A proximidade dos vencimentos de custeio, fixados em 30 de março e 30 de abril, traz apreensão. A possibilidade de uma greve de caminhoneiros e o racionamento de diesel nas distribuidoras podem impedir que o grão chegue aos armazéns para beneficiamento e entrega às tradings. Sem a entrega física do produto, o pagamento não é liberado, gerando um efeito cascata de inadimplência com fornecedores.

Para Giacomelli, o momento é de resiliência psicológica diante de um ano que ele define como “para apagar da memória”. Ele destaca que a crise afeta não apenas o caixa, mas o emocional de quem vive da terra. O produtor reforça que a falta de políticas públicas e a incerteza logística tornam a atividade cada vez mais instável em períodos de adversidade climática.
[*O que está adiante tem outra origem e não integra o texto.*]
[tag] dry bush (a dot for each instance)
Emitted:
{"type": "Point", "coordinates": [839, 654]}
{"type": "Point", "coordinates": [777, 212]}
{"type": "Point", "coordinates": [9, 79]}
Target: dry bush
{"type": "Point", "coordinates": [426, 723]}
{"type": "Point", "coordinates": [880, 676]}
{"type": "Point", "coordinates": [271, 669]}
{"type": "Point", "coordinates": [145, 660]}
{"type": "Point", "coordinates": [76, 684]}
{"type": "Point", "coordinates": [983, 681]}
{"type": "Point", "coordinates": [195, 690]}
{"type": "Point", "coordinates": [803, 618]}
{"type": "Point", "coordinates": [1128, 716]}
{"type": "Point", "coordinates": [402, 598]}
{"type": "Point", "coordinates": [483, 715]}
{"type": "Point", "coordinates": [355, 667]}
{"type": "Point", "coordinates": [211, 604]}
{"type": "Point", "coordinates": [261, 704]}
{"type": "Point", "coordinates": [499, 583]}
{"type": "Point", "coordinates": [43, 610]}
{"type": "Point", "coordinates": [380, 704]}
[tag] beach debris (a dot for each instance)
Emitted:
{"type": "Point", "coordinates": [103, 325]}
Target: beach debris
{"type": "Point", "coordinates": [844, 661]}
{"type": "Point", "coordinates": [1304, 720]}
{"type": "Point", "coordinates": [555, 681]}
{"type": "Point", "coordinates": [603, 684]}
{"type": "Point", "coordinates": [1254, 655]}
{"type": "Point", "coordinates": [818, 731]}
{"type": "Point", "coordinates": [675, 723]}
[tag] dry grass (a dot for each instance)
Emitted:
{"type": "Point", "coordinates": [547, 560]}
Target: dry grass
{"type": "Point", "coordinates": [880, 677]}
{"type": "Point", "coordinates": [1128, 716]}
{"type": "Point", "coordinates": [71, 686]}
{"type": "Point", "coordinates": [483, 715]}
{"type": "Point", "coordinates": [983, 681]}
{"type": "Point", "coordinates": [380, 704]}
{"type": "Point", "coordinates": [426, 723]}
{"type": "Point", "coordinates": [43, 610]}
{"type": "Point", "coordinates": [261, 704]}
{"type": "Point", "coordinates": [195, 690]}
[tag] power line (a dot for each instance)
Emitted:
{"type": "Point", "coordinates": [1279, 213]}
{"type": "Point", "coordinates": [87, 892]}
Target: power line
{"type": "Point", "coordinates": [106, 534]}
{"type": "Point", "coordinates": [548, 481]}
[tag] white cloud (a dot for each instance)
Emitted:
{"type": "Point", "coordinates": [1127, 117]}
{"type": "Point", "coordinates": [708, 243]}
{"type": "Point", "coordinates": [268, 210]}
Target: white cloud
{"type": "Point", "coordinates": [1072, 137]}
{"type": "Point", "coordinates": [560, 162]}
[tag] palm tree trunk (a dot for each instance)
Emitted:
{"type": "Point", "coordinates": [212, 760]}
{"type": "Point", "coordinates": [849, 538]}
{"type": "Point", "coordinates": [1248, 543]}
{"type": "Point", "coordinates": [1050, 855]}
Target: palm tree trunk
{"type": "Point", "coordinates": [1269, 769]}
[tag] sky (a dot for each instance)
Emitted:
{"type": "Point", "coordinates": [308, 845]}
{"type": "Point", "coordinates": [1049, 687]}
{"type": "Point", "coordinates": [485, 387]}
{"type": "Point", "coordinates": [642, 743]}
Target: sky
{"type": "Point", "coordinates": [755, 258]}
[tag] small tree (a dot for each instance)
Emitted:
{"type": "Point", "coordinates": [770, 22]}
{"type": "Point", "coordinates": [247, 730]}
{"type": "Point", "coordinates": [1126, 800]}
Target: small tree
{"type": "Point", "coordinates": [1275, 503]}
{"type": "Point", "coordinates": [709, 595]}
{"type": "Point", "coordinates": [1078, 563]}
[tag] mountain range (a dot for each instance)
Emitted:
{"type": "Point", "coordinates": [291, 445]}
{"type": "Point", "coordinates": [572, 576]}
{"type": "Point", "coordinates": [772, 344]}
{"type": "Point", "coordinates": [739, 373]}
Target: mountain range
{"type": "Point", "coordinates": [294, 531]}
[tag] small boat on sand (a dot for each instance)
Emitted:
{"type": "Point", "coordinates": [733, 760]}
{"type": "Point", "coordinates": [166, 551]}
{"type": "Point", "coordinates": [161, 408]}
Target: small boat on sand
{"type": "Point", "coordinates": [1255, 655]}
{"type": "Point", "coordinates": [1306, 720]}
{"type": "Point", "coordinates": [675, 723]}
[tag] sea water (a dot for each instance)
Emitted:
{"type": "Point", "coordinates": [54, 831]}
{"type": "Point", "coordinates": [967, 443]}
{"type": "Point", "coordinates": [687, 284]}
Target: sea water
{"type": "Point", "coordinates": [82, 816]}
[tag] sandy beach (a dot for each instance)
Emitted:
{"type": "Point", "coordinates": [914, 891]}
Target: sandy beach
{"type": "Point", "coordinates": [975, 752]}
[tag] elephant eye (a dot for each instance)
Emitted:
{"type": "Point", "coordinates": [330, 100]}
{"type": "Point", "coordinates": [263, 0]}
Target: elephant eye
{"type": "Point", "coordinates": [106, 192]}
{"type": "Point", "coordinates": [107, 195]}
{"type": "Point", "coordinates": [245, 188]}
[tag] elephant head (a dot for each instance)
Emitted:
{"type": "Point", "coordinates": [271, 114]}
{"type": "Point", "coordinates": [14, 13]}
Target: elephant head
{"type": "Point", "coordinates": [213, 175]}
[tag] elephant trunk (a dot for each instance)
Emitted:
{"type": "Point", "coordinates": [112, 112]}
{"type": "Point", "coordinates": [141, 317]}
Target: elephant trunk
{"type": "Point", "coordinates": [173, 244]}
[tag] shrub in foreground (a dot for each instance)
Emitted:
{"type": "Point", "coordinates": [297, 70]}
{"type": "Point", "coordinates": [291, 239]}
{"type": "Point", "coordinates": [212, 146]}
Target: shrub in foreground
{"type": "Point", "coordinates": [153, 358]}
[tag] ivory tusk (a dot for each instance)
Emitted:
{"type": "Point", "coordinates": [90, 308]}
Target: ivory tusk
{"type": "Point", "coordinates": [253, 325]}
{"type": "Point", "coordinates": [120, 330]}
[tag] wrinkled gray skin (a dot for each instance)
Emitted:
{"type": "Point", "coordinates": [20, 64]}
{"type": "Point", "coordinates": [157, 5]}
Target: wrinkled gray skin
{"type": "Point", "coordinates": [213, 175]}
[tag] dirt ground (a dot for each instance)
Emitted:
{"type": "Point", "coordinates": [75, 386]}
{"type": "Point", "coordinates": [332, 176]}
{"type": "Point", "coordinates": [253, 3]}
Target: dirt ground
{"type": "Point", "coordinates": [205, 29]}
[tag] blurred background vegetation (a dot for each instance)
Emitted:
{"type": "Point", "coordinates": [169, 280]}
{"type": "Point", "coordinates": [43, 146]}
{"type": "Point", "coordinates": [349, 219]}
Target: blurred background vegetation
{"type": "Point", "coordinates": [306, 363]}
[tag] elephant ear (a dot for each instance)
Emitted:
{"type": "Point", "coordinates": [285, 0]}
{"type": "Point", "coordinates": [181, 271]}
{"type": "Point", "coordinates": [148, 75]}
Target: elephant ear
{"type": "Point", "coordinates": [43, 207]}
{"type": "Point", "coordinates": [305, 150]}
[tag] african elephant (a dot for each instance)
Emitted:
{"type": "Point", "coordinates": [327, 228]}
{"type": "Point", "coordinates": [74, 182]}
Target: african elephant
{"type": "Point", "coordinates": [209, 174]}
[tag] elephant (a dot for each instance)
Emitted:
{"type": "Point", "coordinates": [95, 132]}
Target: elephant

“O brasileiro tem sofrido muito, mas eu acho que o produtor rural tem sofrido em dobro. Realmente tem tirado o sono da gente, tem desestabilizado relações familiares, inclusive. É contabilizar os prejuízos e torcer para que a gente consiga dar a volta por cima na próxima safra”, conclui o agricultor. A expectativa agora gira em torno da estabilização do clima para finalizar os últimos hectares e organizar as contas para o próximo ciclo.